Theoretical Framework
Racial and cultural memory is central to research and teaching because it “makes a demand on our present actions, thoughts, and feelings as we engage in the process of teaching and research” (Dillard, 2008, p. 90). Re-membering includes individual and group memory as well as “re-membered” texts (King, 2011). According to King and Swartz, a “re-membered teaching approach makes it possible to grasp the complexity of African/Diaspora and American experiences across time and geography” (King, 2011, p. 361). This is vital to combating “cultural amnesia in the Americas” (Young & Braziel, 2006) and to providing “black students and all students the opportunity to recognize and make a personal connection to African peoples humanity” (King, 2011, p. 355). It was Africans from the diaspora whose historical collective consciousness and interest in preserving their collective ontology allowed them to re-create life and community bonds despite the system of racial capitalism (Melamed, 2015; Robinson, 2000).

Method
This study draws from a larger critical ethnohistorical study of the experiences of students and educators who attended a community school that was closed in the Midwest. Data sources include: 28 interviews, field notes, transcriptions, photos, videos, and cultural artifacts.

Findings
Students and educators emphasized the following are needed to educate African American children: 1. teach the truth 2. money and access to resources, 3. love, and respect for African American students and teachers as human beings. Some participants did not believe that their school should have been closed; however, they came to a place of acceptance. The closing of their school along with other schools is a symptom of the larger challenge with racial inequities in public education and our world.

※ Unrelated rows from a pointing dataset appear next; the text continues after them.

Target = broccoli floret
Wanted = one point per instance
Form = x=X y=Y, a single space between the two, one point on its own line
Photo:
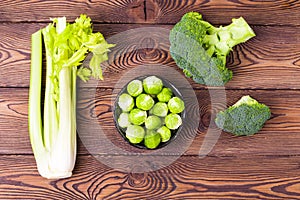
x=245 y=117
x=200 y=49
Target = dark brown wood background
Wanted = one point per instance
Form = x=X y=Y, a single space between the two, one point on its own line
x=264 y=166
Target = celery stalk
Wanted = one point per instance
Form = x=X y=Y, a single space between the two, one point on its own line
x=53 y=138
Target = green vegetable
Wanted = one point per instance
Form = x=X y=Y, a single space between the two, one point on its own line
x=144 y=102
x=165 y=95
x=165 y=133
x=135 y=88
x=152 y=122
x=135 y=134
x=245 y=117
x=137 y=116
x=152 y=139
x=53 y=136
x=160 y=109
x=200 y=49
x=173 y=121
x=123 y=120
x=126 y=102
x=176 y=105
x=152 y=85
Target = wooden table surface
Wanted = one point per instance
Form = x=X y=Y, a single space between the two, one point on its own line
x=263 y=166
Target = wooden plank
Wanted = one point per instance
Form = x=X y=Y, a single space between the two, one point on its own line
x=187 y=178
x=284 y=12
x=280 y=135
x=272 y=57
x=222 y=11
x=113 y=11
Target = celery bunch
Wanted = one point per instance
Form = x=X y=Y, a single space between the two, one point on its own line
x=53 y=135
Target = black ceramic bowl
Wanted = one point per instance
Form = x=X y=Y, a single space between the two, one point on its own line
x=117 y=111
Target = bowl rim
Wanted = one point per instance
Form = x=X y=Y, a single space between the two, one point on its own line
x=121 y=131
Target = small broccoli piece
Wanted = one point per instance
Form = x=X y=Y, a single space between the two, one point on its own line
x=200 y=49
x=245 y=117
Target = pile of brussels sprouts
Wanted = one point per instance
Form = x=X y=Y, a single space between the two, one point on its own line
x=150 y=112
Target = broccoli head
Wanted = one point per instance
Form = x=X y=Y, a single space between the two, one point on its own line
x=245 y=117
x=200 y=49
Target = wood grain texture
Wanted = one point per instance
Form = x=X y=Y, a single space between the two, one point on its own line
x=113 y=11
x=187 y=178
x=283 y=12
x=274 y=51
x=280 y=135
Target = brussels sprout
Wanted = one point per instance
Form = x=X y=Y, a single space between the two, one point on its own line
x=152 y=139
x=165 y=95
x=126 y=102
x=152 y=85
x=173 y=121
x=165 y=133
x=152 y=122
x=159 y=109
x=135 y=134
x=135 y=88
x=123 y=120
x=176 y=105
x=137 y=116
x=144 y=102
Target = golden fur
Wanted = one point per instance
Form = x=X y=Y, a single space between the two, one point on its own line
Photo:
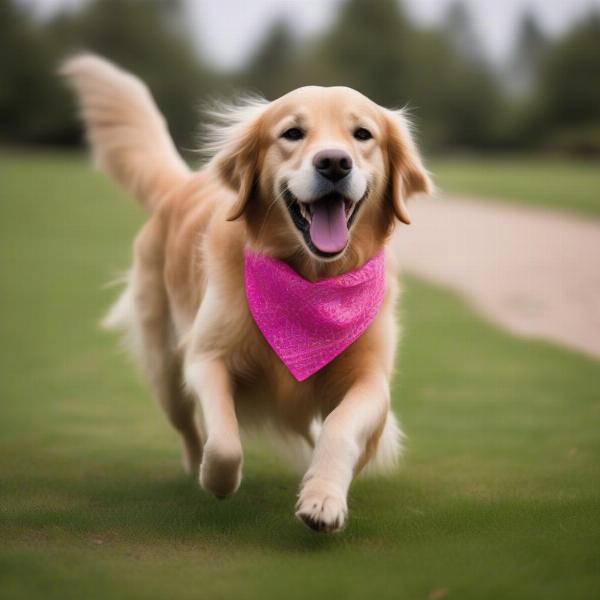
x=185 y=307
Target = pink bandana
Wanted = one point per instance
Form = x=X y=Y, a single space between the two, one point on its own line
x=309 y=324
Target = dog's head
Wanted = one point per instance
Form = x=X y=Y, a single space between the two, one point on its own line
x=324 y=170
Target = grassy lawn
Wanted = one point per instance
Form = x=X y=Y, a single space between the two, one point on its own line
x=558 y=184
x=498 y=496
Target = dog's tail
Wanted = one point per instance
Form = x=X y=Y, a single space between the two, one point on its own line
x=128 y=135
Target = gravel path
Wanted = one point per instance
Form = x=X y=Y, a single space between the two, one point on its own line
x=535 y=272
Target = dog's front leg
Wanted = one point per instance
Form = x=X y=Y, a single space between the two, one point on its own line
x=349 y=433
x=210 y=381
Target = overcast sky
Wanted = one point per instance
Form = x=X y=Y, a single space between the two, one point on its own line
x=228 y=30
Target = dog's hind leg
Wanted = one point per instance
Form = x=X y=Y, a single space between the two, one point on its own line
x=157 y=345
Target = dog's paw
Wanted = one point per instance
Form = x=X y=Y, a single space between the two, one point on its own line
x=221 y=468
x=322 y=507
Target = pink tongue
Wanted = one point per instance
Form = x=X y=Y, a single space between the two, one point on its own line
x=328 y=229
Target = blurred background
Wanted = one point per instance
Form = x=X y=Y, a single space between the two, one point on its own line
x=518 y=75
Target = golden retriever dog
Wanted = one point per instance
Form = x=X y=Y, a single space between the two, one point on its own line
x=273 y=165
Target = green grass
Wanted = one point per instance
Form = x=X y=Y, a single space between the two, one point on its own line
x=558 y=184
x=498 y=496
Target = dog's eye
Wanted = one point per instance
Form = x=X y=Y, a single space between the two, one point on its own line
x=362 y=134
x=293 y=134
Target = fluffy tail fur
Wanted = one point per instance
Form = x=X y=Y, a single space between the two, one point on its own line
x=128 y=135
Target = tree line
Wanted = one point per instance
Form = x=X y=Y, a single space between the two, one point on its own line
x=546 y=99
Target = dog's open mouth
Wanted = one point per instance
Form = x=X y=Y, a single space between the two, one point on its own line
x=325 y=223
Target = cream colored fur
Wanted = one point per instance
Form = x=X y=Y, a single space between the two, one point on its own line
x=184 y=306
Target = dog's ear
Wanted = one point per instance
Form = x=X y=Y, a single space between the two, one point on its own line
x=407 y=175
x=236 y=140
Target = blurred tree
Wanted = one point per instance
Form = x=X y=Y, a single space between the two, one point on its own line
x=461 y=33
x=530 y=51
x=30 y=93
x=368 y=49
x=273 y=69
x=569 y=91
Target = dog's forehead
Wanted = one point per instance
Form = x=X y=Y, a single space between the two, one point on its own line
x=316 y=100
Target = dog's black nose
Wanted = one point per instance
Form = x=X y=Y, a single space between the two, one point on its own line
x=333 y=164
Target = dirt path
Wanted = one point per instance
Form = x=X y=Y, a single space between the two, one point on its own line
x=537 y=273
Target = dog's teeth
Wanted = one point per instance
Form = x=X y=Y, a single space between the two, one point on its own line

It is important to think of radical acceptance as it relates to what Emmanual Wallerstein (2008) refer to as long-run, middle run, and short run. Radical acceptance is a part of the middle run that reminds people that these racial and economic inequities are an ongoing challenge that requires an ongoing political struggle. Wallerstein argues that the middle run is the most neglected historically regarding the political left agenda. Radical acceptance is not the end goal for school closures but is a part of the struggle against school closures.

Significance
School closures are a reality of anti-blackness and racial capitalism in modern day public schooling within the United States. Acknowledging and accepting this reality and its impacts is the first step to begin to address it.